Toxicogenomics Approaches to Address Toxicity and Carcinogenicity in the Liver

Abstract

Toxicogenomic technologies query the genome, transcriptome, proteome, and the epigenome in a variety of toxicological conditions. Due to practical considerations related to the dynamic range of the assays, sensitivity, cost, and technological limitations, transcriptomic approaches are predominantly used in toxicogenomics. Toxicogenomics is being used to understand the mechanisms of toxicity and carcinogenicity, evaluate the translational relevance of toxicological responses from in vivo and in vitro models, and identify predictive biomarkers of disease and exposure. In this session, a brief overview of various transcriptomic technologies and practical considerations related to experimental design was provided. The advantages of gene network analyses to define mechanisms were also discussed. An assessment of the utility of toxicogenomic technologies in the environmental and pharmaceutical space showed that these technologies are being increasingly used to gain mechanistic insights and determining the translational relevance of adverse findings. Within the environmental toxicology area, there is a broader regulatory consideration of benchmark doses derived from toxicogenomics data. In contrast, these approaches are mainly used for internal decision-making in pharmaceutical development. Finally, the development and application of toxicogenomic signatures for prediction of apical endpoints of regulatory concern continues to be area of intense research.

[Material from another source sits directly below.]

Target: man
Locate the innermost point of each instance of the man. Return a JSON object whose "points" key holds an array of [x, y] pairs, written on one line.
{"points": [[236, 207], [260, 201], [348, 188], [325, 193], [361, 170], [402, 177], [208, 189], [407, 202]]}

Keywords: carcinogenicity; liver; mechanisms; toxicity; toxicogenomics.

Figure 1

Variability of gene expression profiles compared to serum ALT values. Eight male rats were dosed daily for 3 days with a slightly toxic dose of a tool hepatoxic compound, and 3 male rats were dosed with the vehicle. On the right column are the serum ALT values 24 hours after the last dose when rats were sacrificed. Gene expression profiles were generated using the rat Affymetrix microarray for all rats. Shown here are the genes that were altered at a p value less than 0.01 and with at least a 2-fold change compared to the three control animal profiles pooled in silico. Note that overall, the gene expression profiles for the rats exposed to the hepatotoxicant show little variability, at least comparable if not better than the serum ALT values. Early in lead optimization efforts, this limited variability enables the use of a low number of animals and hence a much lower quantity of test article, which is clear advantage at a stage where compound amount can be limited, but also from a 3R perspective.